Ce sont là, subverties par la créativité d’une équipe artistique aussi rigoureuse que libre dans ses choix hors de la bien-pensance ordinaire (« on ne donne pas la parole à un pensionnaire psychiatrique pour en faire le « sujet » d’un spectacle ! », dixit un juge des tutelles imaginaire qui pourrait se prendre pour le Père Ubu …), quelques-unes des innombrables pièces de ce puzzle éclaté, et des formes multiples de leur expression, qui disent ce que nous sommes : des entités singulières qui ont besoin du lien avec les autres (d’où la symbolique des cordes lisses omniprésentes sur le plateau) pour se relier à l’humanité plurielle à laquelle elles appartiennent et sans laquelle toute quête identitaire n’est que calembredaine et autre billevesée.

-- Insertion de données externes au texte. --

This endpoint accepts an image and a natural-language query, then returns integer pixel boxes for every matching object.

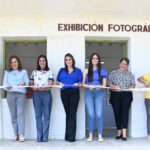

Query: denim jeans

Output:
[7,92,26,136]
[33,91,52,142]
[85,89,105,134]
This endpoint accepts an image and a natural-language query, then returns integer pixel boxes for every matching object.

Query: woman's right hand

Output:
[112,85,121,91]
[7,85,12,91]
[144,81,150,88]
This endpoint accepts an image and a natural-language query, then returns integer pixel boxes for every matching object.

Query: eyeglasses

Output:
[65,59,72,61]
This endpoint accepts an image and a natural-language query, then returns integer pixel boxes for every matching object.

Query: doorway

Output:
[85,40,128,137]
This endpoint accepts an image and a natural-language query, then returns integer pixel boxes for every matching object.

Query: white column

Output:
[0,37,4,139]
[47,36,85,139]
[130,37,150,137]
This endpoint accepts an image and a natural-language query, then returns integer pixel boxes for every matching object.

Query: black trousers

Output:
[61,88,80,142]
[110,91,133,130]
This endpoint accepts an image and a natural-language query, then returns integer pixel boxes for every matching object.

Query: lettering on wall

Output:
[58,23,150,32]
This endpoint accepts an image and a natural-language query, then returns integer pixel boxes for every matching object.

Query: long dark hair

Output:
[64,53,75,72]
[8,55,22,71]
[120,57,129,66]
[88,53,102,83]
[37,55,49,71]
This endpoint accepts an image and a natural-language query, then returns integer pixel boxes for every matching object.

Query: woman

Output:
[138,73,150,139]
[57,53,82,142]
[30,55,54,142]
[3,56,29,142]
[108,57,135,141]
[83,53,107,142]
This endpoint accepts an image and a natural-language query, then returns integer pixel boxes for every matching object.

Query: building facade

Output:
[0,0,150,139]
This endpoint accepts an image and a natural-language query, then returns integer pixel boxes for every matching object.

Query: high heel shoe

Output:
[122,137,127,141]
[115,135,122,140]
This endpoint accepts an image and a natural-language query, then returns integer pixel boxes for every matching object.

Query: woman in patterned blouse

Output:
[108,58,135,141]
[30,55,54,142]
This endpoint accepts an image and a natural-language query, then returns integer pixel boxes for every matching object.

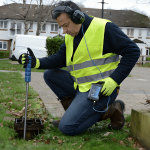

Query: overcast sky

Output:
[0,0,150,17]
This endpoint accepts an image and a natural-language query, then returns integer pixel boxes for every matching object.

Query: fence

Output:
[137,55,150,64]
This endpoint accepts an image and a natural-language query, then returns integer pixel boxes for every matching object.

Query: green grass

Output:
[0,59,67,72]
[0,59,45,72]
[140,63,150,68]
[0,72,139,150]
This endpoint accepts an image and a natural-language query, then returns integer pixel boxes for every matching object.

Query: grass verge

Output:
[0,59,67,72]
[0,72,143,150]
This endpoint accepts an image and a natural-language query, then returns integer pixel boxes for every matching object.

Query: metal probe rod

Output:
[23,56,32,140]
[23,82,29,140]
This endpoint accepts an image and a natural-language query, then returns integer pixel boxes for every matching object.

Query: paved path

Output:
[22,67,150,117]
[0,61,150,117]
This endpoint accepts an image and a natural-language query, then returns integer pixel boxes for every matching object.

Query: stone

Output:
[130,109,150,149]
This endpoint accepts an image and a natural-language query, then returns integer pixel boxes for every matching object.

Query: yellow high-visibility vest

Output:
[65,17,120,92]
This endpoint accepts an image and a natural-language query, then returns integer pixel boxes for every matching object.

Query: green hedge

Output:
[146,57,150,61]
[46,36,65,56]
[0,51,10,58]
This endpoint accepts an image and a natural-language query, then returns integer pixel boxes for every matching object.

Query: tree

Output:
[4,0,59,35]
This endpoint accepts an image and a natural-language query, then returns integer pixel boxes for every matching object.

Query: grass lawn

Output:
[140,63,150,68]
[0,59,67,72]
[0,72,141,150]
[0,59,144,150]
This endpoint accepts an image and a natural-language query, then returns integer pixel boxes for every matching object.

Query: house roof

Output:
[0,3,150,28]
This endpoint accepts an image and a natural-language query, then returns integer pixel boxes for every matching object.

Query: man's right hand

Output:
[22,48,40,68]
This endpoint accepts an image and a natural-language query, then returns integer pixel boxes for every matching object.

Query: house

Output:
[0,3,150,58]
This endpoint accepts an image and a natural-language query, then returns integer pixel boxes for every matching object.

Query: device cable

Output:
[82,25,110,112]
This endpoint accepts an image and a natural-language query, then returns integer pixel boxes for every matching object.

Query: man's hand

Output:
[101,77,118,96]
[22,48,40,68]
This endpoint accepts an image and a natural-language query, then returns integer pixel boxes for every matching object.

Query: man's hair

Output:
[52,1,81,20]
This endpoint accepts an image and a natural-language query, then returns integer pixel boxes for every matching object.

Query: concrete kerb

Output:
[2,67,150,117]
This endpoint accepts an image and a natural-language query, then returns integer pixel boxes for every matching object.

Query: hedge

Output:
[0,51,10,58]
[46,36,65,56]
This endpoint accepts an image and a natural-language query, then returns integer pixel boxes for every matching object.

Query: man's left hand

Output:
[101,77,118,96]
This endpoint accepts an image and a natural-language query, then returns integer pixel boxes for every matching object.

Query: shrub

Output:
[0,51,10,58]
[146,57,150,61]
[46,36,65,56]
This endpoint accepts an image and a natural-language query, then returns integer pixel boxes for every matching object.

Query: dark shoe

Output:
[52,97,74,128]
[102,100,125,130]
[52,120,60,128]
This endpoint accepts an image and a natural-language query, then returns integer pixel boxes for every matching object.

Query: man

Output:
[23,1,140,135]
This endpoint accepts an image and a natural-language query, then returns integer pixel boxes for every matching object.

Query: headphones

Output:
[52,6,85,24]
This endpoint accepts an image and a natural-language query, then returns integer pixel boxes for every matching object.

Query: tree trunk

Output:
[24,21,28,35]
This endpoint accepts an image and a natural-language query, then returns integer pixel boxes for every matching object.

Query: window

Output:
[51,24,58,31]
[41,24,46,31]
[10,22,15,29]
[139,29,142,36]
[0,21,7,29]
[10,22,15,35]
[127,29,134,36]
[147,30,150,36]
[17,23,21,34]
[10,22,22,35]
[29,23,33,31]
[0,41,7,50]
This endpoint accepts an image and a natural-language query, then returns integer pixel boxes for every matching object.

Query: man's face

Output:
[56,13,81,37]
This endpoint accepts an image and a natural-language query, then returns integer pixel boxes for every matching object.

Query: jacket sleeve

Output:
[38,43,66,69]
[103,22,140,85]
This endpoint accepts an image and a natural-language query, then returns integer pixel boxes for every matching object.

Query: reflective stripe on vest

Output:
[65,18,119,92]
[72,70,114,84]
[67,55,119,71]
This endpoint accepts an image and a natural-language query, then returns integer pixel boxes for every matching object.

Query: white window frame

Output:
[16,22,22,34]
[10,22,16,36]
[51,23,59,32]
[29,23,33,31]
[41,23,46,32]
[127,28,134,36]
[147,30,150,37]
[139,29,142,37]
[0,41,8,50]
[0,20,8,29]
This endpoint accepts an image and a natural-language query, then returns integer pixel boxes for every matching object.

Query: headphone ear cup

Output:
[70,10,76,23]
[70,10,85,24]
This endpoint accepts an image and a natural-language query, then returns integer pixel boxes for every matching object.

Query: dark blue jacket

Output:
[39,14,140,84]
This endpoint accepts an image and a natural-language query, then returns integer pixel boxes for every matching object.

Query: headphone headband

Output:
[52,6,85,24]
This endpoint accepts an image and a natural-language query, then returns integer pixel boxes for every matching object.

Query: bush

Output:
[46,36,65,56]
[146,57,150,61]
[0,51,10,58]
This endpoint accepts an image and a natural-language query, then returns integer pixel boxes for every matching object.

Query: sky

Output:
[0,0,150,17]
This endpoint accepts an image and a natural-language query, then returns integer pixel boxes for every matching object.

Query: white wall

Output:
[120,27,150,47]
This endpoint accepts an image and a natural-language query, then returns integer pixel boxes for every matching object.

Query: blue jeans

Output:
[44,69,118,135]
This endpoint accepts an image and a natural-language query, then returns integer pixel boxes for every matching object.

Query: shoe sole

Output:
[108,100,125,130]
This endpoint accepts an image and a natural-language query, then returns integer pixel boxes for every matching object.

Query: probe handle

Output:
[25,56,32,82]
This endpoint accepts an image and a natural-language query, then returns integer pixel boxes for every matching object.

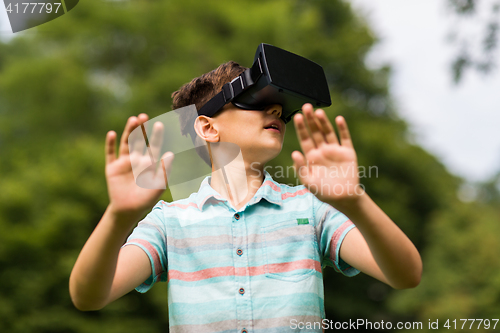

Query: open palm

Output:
[106,114,173,214]
[292,104,360,206]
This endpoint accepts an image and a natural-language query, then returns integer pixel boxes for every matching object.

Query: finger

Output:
[316,110,339,144]
[293,113,316,154]
[292,150,308,181]
[161,151,174,188]
[105,131,116,164]
[128,113,149,155]
[119,117,139,156]
[302,103,325,147]
[149,121,163,161]
[335,116,353,148]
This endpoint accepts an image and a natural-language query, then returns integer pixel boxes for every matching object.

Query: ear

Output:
[194,116,220,142]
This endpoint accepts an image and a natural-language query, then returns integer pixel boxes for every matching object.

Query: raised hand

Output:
[106,113,173,216]
[292,104,363,208]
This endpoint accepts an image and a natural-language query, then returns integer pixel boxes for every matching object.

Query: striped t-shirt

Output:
[125,172,359,333]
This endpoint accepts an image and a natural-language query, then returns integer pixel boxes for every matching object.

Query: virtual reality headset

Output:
[198,43,332,123]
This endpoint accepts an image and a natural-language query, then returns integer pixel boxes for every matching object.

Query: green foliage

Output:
[0,0,500,333]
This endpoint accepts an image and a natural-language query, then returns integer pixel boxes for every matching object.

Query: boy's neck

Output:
[210,153,264,209]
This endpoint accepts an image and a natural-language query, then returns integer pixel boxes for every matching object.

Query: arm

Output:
[69,114,171,311]
[292,104,422,289]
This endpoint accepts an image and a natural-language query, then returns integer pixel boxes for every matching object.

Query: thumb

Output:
[292,150,309,184]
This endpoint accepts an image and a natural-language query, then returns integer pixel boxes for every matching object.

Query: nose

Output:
[266,104,283,118]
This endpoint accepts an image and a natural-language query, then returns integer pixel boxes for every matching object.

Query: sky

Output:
[0,0,500,182]
[351,0,500,182]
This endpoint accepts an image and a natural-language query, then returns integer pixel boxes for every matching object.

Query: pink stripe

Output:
[168,259,321,282]
[128,238,163,277]
[268,259,321,273]
[281,188,309,200]
[262,180,281,192]
[163,202,198,209]
[330,220,353,262]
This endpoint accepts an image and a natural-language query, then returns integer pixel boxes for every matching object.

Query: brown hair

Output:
[172,61,247,166]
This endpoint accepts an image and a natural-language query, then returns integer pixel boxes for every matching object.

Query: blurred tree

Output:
[446,0,500,83]
[0,0,494,333]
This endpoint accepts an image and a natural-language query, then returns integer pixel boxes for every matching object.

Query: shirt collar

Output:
[196,171,282,211]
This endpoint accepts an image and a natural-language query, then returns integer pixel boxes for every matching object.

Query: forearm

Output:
[69,206,143,310]
[332,193,422,289]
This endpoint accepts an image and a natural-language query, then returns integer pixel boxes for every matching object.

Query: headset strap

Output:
[198,58,263,117]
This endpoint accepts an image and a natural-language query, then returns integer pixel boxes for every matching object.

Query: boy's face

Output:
[212,103,286,166]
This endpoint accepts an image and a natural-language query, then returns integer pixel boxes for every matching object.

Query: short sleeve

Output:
[123,201,167,293]
[313,197,359,276]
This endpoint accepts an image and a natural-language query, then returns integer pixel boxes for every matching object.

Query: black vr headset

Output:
[198,43,332,123]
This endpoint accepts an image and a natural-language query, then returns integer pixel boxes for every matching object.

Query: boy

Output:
[70,62,422,333]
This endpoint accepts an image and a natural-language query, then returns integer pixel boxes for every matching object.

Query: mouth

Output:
[264,120,282,133]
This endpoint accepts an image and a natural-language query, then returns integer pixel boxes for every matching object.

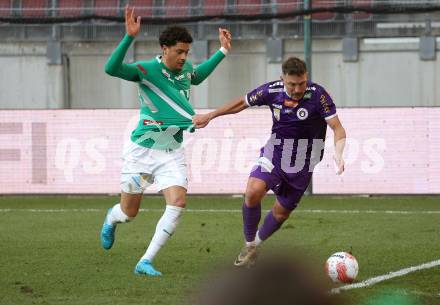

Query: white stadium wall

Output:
[0,37,440,109]
[0,108,440,194]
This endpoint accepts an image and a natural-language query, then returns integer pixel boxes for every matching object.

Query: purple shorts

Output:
[249,166,313,211]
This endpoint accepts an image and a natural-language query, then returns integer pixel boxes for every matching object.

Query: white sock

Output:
[141,205,185,262]
[106,203,133,225]
[246,231,263,247]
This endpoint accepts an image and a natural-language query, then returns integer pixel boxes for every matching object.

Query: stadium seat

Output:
[21,0,48,18]
[312,0,336,21]
[203,0,227,16]
[0,0,11,17]
[236,0,262,15]
[93,0,119,16]
[58,0,84,17]
[352,0,373,21]
[165,0,191,17]
[130,0,153,17]
[276,0,300,13]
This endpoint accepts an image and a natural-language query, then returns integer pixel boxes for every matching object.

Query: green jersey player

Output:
[101,6,231,276]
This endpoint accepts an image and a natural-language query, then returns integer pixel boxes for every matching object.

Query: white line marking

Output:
[0,209,440,215]
[331,259,440,293]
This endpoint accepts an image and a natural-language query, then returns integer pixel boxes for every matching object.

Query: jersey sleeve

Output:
[105,35,139,82]
[191,50,226,85]
[317,88,336,120]
[244,84,269,107]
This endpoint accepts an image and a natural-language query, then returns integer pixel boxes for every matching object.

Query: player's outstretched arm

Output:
[191,28,232,85]
[327,116,346,175]
[193,96,248,128]
[105,5,141,81]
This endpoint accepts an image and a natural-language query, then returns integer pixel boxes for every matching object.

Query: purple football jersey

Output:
[245,81,336,200]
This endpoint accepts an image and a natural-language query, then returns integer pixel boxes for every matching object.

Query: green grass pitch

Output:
[0,196,440,305]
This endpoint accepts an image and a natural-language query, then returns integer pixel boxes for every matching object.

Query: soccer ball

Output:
[325,252,359,283]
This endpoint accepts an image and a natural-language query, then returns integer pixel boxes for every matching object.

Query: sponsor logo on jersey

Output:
[268,88,284,93]
[249,90,263,104]
[303,92,312,100]
[143,120,163,126]
[136,64,147,75]
[284,100,298,108]
[319,94,330,113]
[296,108,309,120]
[269,81,284,88]
[273,108,281,121]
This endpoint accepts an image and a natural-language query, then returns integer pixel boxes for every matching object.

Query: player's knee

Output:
[173,198,186,208]
[272,206,292,222]
[245,185,266,206]
[121,174,149,195]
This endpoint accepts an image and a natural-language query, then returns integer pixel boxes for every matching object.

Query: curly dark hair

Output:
[159,26,193,47]
[282,57,307,76]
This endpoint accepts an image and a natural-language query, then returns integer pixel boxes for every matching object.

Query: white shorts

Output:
[121,141,188,194]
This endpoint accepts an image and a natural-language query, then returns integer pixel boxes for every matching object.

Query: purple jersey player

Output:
[193,57,345,266]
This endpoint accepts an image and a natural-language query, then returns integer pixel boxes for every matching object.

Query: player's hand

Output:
[193,113,211,128]
[218,28,232,51]
[333,156,345,175]
[125,5,141,37]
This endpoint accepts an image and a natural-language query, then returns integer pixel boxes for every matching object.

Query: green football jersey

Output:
[105,35,225,149]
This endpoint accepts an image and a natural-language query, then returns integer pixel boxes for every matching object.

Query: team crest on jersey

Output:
[176,74,185,81]
[284,100,298,108]
[273,108,281,121]
[136,64,147,75]
[162,69,174,83]
[296,108,309,120]
[303,92,312,100]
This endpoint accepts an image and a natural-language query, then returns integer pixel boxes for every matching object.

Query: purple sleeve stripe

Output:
[325,113,338,120]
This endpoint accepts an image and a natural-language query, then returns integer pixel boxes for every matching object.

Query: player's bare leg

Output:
[257,200,292,243]
[101,192,142,250]
[234,177,267,266]
[134,186,186,276]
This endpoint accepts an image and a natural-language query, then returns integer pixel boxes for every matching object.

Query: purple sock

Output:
[258,211,283,240]
[242,203,261,242]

Dans les plis de l’humanité plurielle se love la singularité de la personne. « Sujet », titre et à la fois manifeste de ce dernier opus, ne pouvait mieux conclure ces trois volets dédiés par le GdRA à son très remarquable et remarqué « Triptyque de la personne ». Quant à la Scène Conventionnée du Carré des Jalles, sa programmation « décalée » n’est pas pour déplaire, à juste titre, à un public aquitain en recherche de nouvelles écritures théâtrales de qualité.

Yves Kafka

Création du 19 au 22 mars au Théâtre Garonne, Scène européenne à Toulouse en co-diffusion avec l’Usine / En tournée : 28 mars au Préau-CDR de Basse Normandie de Vire; 5 avril à la Brèche-Pôle national des arts du Cirque de Basse-Normandie ; du 8 au 11 avril au Théâtre Romain-Rolland de Villejuif ; 23 mai au Parvis-Scène nationale de Tarbes ; 27 mai à l’Escale-Théâtre de la ville de Tournefeuille Toulouse.